Where "Projected" is the projected price of the company's stock (2x, 1x, .5x as explained above). Note that you will need to join companies to prices and do some data wrangling operations.

## Part 2

*Modeling*

1. Load in the data in `cars.csv` (in the data folder)

2. Explore the data:
  * How many rows are in the data?
  * What does each row represent?
  * How many columns are in the data?
  * What data type is each column?

3. Set up your model specification to predict the MSRP of each car.
  * What column will be your target?
  * Which columns will be your features?

4. Prepare your data.
  * View the target variable's distribution. Remove outliers if necessary.
  * Engineer your features (encode categorical variables, etc.)
  * Split your data into train and test sets.
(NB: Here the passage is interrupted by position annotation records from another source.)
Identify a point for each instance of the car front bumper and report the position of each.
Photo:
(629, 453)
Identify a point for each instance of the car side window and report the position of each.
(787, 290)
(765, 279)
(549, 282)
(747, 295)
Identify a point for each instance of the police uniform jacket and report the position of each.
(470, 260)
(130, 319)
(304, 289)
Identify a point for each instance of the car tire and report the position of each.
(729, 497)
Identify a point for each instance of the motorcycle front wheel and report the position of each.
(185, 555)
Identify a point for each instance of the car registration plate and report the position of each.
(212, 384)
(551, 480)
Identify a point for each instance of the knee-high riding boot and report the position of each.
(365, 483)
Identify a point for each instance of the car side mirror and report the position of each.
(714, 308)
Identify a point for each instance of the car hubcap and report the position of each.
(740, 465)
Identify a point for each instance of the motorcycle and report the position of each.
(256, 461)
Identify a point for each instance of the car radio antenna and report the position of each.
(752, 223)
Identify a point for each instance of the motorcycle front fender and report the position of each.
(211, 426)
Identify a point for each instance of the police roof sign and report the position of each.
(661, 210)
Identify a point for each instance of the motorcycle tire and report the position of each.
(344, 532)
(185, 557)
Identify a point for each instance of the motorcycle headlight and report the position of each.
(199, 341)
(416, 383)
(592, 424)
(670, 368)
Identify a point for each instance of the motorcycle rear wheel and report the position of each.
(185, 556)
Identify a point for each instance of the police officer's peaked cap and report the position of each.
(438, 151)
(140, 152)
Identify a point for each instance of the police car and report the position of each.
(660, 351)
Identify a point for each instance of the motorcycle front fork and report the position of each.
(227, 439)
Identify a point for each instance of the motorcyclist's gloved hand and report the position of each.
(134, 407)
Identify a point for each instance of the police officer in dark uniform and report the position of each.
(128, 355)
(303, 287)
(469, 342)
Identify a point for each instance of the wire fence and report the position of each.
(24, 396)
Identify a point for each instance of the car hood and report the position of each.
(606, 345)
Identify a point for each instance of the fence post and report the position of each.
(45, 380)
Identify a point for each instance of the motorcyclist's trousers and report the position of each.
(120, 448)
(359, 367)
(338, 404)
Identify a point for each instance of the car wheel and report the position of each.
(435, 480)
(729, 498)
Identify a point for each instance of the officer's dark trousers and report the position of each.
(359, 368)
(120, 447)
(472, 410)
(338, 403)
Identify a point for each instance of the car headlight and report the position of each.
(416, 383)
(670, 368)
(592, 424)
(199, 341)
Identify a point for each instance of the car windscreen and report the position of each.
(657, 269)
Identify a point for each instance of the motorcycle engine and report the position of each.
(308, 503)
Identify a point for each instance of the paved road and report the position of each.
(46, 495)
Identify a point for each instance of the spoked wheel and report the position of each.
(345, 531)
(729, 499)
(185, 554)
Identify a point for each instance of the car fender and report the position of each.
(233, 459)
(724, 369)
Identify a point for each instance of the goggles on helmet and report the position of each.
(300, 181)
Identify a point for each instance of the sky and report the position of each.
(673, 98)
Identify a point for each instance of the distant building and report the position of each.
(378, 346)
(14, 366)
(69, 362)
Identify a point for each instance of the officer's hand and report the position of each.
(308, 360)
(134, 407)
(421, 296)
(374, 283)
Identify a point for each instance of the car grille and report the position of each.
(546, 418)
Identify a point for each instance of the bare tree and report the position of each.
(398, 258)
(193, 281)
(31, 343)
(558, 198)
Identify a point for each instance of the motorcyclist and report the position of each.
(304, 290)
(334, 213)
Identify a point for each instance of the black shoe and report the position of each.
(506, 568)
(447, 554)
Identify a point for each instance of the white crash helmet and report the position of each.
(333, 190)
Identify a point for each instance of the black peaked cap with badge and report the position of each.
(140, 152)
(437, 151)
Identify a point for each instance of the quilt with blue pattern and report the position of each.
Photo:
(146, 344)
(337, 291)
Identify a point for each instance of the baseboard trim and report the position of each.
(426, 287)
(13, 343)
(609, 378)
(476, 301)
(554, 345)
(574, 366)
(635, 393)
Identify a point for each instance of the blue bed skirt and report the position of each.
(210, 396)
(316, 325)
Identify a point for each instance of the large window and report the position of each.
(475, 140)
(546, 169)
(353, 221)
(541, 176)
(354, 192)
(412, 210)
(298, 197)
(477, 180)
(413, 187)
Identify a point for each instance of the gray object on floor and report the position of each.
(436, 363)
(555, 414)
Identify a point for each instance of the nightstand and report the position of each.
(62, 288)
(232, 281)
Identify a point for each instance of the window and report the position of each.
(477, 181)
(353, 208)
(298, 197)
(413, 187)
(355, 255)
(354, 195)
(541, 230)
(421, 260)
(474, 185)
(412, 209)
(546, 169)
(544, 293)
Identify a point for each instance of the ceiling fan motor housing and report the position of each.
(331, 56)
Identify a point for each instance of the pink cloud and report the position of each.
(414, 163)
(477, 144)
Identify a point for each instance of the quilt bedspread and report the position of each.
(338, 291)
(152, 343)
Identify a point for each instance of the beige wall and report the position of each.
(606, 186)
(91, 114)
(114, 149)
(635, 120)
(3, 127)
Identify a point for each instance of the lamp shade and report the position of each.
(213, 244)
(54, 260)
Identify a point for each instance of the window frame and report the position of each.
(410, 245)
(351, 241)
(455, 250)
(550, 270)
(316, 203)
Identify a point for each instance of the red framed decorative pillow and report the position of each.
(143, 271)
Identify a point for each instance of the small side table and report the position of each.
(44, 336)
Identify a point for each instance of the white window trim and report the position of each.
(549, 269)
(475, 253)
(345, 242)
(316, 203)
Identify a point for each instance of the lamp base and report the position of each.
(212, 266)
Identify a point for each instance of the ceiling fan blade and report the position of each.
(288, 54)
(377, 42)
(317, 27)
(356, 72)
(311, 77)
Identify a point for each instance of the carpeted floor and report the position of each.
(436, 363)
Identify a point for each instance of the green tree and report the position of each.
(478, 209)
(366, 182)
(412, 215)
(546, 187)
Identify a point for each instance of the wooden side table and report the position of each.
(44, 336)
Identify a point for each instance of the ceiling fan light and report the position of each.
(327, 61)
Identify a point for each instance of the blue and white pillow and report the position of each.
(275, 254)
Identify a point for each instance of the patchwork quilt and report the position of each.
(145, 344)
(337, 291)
5. Train a linear model using `sklearn.linear_model`'s `LinearRegression`.

6. Is this model good?
  * Is it better than any other estimate we have?
  * What's the train RMSE? What's the test RMSE? How do they compare to the standard deviation of the target?
  * Create a predicted vs. actual plot?
  * Which variables have the largest effect size?

*Python Environments*

7. While training and running your model should have been pretty fast, imagine that you are working with orders of magnitude more data -- so you want to train the model overnight, rather than interactively.
  * Export your Jupyter notebook as a `.py` script.
  * Be sure to add `print()` calls so you can see important data.
  * Run your `.py` file from the command line, and verify the results.

8. Think back to Lesson 8, on the data science ecosystem. 
  * Which package sounded most interesting/useful to you? 
  * If you are working on a platform with `conda`, create a new environment called "temporary".
  * Activate the `temporary` environment.
  * Install your package of choice package in `temporary`. 
  * Try to import it in a notebook (remember you'll need to get your conda environment working in Jupyter), and look in the online documentation (just google "package-name docs") to figure out what you can do with this package.